Nobody questioned her determination. “A progressive before we used the term, an icon to Democratic women . . . Lucky to have her as a mentor and role model,” State Democratic Chair Tina Podlodowski Tweeted. “Rest in power, the incomparable Jolene Unsoeld.”
Unsoeld had just been elected to Congress in 1988, by a 618-vote margin, when she arrived in D.C., to set up her office and get committee assignments. I came calling as correspondent with the Seattle Post-Intelligencer, having been asked to pick up a six-pack of beer at a nearby store. Recycling had come to Washington, but not Washington, D.C. I finished a brewski and went to chuck the can in a waste basket. ‘Felt a vise-like grip on my wrist. Rep.-elect Unsoeld confiscated the beer can and set it in a special basket for recycling.
She had her start in the 1970s as a League of Women Voters activist, helping draft the Public Disclosure Act. Using information submitted to the newly created Public Disclosure Commission, Unsoeld published a small book: “Who Gave? Who Got? How Much?” Numerous investigative stories on money in politics came from its pages.

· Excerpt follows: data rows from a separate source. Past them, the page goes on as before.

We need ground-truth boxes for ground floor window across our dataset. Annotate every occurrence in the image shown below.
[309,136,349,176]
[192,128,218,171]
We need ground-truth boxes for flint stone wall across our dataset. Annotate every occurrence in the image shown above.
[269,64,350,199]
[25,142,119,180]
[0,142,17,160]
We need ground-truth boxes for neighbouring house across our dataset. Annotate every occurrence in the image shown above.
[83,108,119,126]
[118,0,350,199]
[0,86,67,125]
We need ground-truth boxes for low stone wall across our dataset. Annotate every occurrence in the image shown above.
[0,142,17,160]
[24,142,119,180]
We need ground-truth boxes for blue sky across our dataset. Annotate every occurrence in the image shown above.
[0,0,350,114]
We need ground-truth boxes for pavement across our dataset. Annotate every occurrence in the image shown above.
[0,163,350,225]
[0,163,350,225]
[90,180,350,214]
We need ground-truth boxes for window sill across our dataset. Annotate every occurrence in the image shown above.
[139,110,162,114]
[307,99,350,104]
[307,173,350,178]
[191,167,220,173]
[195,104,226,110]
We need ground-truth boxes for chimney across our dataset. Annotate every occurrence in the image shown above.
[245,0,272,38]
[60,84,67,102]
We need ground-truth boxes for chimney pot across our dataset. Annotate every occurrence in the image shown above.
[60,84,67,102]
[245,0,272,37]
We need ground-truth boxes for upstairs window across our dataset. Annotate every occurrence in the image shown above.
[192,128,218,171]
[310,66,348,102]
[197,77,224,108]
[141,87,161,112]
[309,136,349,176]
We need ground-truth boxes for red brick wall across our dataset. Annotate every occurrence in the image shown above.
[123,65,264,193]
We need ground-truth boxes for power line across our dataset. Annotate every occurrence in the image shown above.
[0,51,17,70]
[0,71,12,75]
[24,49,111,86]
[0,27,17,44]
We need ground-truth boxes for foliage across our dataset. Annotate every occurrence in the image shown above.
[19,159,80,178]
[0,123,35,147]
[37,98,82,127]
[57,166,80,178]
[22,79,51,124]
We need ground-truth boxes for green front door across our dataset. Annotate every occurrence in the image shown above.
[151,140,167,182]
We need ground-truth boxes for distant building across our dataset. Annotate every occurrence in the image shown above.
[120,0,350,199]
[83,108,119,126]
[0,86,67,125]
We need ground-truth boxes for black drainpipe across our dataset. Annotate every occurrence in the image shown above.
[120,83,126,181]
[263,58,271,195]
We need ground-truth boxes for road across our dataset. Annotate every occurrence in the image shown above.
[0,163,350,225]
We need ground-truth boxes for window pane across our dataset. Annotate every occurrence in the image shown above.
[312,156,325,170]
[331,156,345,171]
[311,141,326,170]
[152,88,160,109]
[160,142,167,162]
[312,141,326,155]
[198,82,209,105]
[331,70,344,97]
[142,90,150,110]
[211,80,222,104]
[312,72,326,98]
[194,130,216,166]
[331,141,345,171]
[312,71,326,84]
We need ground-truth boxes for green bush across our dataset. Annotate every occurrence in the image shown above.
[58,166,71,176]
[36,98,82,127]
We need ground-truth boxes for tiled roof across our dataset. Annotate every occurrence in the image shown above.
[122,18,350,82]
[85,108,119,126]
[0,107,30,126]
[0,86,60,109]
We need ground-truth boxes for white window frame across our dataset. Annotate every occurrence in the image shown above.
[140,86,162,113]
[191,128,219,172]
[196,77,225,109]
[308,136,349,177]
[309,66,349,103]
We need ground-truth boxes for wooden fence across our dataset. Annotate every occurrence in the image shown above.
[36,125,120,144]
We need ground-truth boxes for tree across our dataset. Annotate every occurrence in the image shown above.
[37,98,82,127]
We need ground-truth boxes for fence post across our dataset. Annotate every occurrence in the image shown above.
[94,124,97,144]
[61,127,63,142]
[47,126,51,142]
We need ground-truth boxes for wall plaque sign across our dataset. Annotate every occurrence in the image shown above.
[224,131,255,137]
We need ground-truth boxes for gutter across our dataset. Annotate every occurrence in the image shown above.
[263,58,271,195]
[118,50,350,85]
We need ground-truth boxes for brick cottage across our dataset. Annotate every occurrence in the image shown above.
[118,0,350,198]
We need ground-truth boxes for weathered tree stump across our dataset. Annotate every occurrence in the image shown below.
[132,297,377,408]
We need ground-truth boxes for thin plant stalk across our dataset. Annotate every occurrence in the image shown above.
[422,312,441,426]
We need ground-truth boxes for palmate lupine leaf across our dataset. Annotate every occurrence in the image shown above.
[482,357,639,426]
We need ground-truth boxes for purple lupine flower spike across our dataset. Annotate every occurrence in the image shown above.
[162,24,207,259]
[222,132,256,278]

The life of a meddler was disrupted by twin tragedies, laid out in Unsoeld’s autobiography: “Wild Adventures We Have Known: My Life with Willi Unsoeld.” Willi (Bill to Jolene) had come home to teach at Evergreen. He had made mountaineering history in 1963 with Tom Hornbein by climbing the West Ridge of Mt. Everest and traversing the world’s highest peak. He lost nine toes to frostbite after a bivouac at 27,900 feet.
Thirteen years later, at a 23,000-foot camp, Devi Unsoeld told her father: “I think I am going to die.” She was gone in five minutes, her body in Willi’s words “committed to the snows.” Jolene Unsoeld grieved in public as she organized a “Memorable Celebration for Devi” at Evergreen. Three years later, after an avalanche killed Willi and student Jane Diepenbrook – the other students made it down to Camp Muir in a white-out – it was time for another “Memorable Celebration” at Evergreen.
The ship would not stay in harbor: At Willi’s memorial, Jolene spoke to the P-I’s Mike Layton about someday running for office. She did, was elected to the Legislature, where she championed a tax on hazardous waste that would fund a cleanup plan. She won a battle of dueling state ballot initiatives against a weaker industry-backed plan.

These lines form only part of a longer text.